And we begin with this:
The US first edition of Dennis Lehane's debut novel, A Drink Before the War, published by Harcourt Brace & Company in hardback in 1994; dustjacket – and book – designed by Camilla Filancia and featuring a Robert Capa photograph on the front. Note the 'US' there; ordinarily I tend to collect British first editions, but here I had the opportunity to grab myself an American first edition – and first impression – so I took it, for a couple of reasons. For one, A Drink Before the War wasn't published in hardback in the UK until 2000. Bantam initially picked it up for a UK paperback edition in 1995, but it didn't make it into hardback in the UK until Severn House issued it in 2000. I picked up an ex-library copy of that edition back in July, but, y'know; when there's a six-year gap between the US and the UK edition, there's something about owning a true first that can't be beat.
And the other reason, was this:
It's a signed copy. And signed US first editions don't come along too often here in the UK, at least not at an affordable price. There's one signed US first of A Drink Before the War listed from a UK seller on AbeBooks for £85, but other than that it'd be a question of tracking one down from a US dealer, which would mean shipping on top. I didn't pay anything like that for this copy, so it's quite a find.
It's also quite a debut. My only exposure to Kenzie and Gennaro prior to reading A Drink Before the War was via Ben Affleck's 2007 movie adaptation of the fourth book in the series, Gone, Baby, Gone. But Casey Affleck's mannered, mumbling portrayal of Patrick Kenzie in that film doesn't really chime with the caustic, sarcastic Kenzie of this first book. And as A Drink Before the War is written in the first person, we get much more of an insight into how Kenzie views the world – which is to say, thoroughly cynically, and through a veil of black humour. We also learn more about his partner – not to mention the object of his unrequited desire – Angie Gennaro. In Affleck's film she's little more than a cipher, but in this first novel she's authentically conflicted: a hard-assed operator when it comes to investigating, and yet also a bit of a punching bag for her abusive husband.
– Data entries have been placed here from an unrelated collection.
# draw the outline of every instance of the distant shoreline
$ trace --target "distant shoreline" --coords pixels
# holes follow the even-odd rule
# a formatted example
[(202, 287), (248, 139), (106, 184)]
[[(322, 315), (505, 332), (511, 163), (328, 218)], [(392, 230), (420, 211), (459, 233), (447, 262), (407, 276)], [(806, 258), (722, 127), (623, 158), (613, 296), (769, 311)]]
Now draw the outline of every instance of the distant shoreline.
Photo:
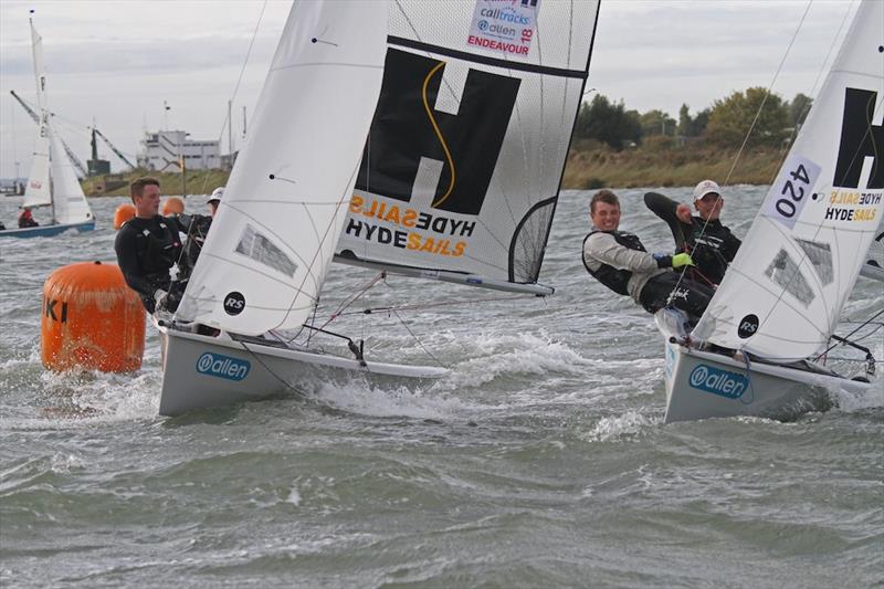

Crucially, she also acts as a great counterpoint to Kenzie, so that instead of merely getting an internal monologue from our narrator, we get plenty of sparky two-handers too.
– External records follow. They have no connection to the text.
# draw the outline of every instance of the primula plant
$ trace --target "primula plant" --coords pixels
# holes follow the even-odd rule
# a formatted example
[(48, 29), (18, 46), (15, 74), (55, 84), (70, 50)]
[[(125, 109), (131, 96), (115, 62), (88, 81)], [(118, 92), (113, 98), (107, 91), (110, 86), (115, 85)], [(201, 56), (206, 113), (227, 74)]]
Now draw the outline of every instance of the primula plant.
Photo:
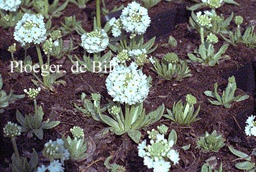
[(197, 147), (204, 152), (218, 152), (219, 150), (225, 145), (224, 140), (221, 135), (217, 135), (214, 130), (211, 134), (206, 132), (203, 137), (199, 137), (196, 141)]
[(154, 172), (168, 172), (172, 164), (178, 163), (179, 154), (175, 149), (177, 135), (173, 130), (168, 138), (165, 138), (168, 128), (165, 125), (157, 126), (157, 130), (147, 131), (150, 144), (143, 140), (138, 145), (138, 155), (144, 158), (144, 165), (153, 168)]
[(196, 98), (192, 95), (187, 95), (186, 100), (186, 102), (184, 105), (181, 100), (177, 103), (175, 102), (173, 110), (167, 109), (168, 114), (165, 114), (164, 117), (181, 125), (190, 125), (200, 120), (196, 118), (200, 110), (200, 105), (196, 111), (193, 106), (196, 103)]
[(157, 58), (150, 58), (153, 65), (152, 70), (166, 80), (174, 79), (180, 81), (185, 77), (191, 77), (186, 62), (180, 59), (173, 52), (166, 54), (160, 63)]
[(14, 102), (16, 100), (22, 99), (24, 97), (24, 95), (13, 94), (14, 91), (12, 90), (11, 90), (10, 93), (7, 95), (5, 91), (2, 90), (3, 85), (3, 80), (1, 75), (0, 75), (0, 113), (4, 112), (4, 108), (8, 107), (9, 102)]
[(249, 95), (238, 95), (234, 96), (234, 92), (237, 90), (237, 82), (234, 76), (229, 77), (228, 84), (222, 95), (218, 93), (218, 83), (214, 84), (214, 91), (205, 91), (204, 94), (210, 97), (216, 99), (216, 100), (211, 100), (209, 99), (209, 102), (214, 105), (224, 105), (226, 108), (231, 108), (232, 102), (240, 102), (249, 98)]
The plot revolves around documents stolen from a Boston politician, which Kenzie and Gennaro are hired to find, but that's just a peg on which to hang a startlingly bleak portrayal of mid-'90s urban America, which in Lehane's hands becomes a hellish vision of poverty, corruption, uncontrolled gangs and escalating violence. This ain't the cosy Boston us Brits are familiar with through Cheers; this is the city as war zone. Reading this novel, it sounds like the worst place to live on Earth. (If there are any Bostonians in the audience, please, enlighten me: is it really that bad?) Nevertheless, Lehane's picture of the city is so vivid and convincing it compels you to keep reading, whether he's describing the neighbourhoods and inhabitants of Boston and how they're divided along racial and economic lines, or simply relating how hard it is to park there. And there are some gripping set pieces to boot, including a shoot-out at a train station – featuring Kenzie and Gennaro's amusingly psychotic 'muscle', Bubba Rogowski – and another in cars and on foot around various slums.
The grand thing, to me, about the film version of "Gone, Baby, Gone" is that, somehow, Affleck made the film look almost exactly the way I pictured things when I read the novel! The casting of the two leads was a little off, but everything else was dead on.
ReplyDeleteYes, Lehane makes Boston look as bad as Loren Estleman makes Detroit look in his Amos Walker and other novels. I'm waiting for someone (maybe me) who will tell the truth about what a cesspool New Orleans is.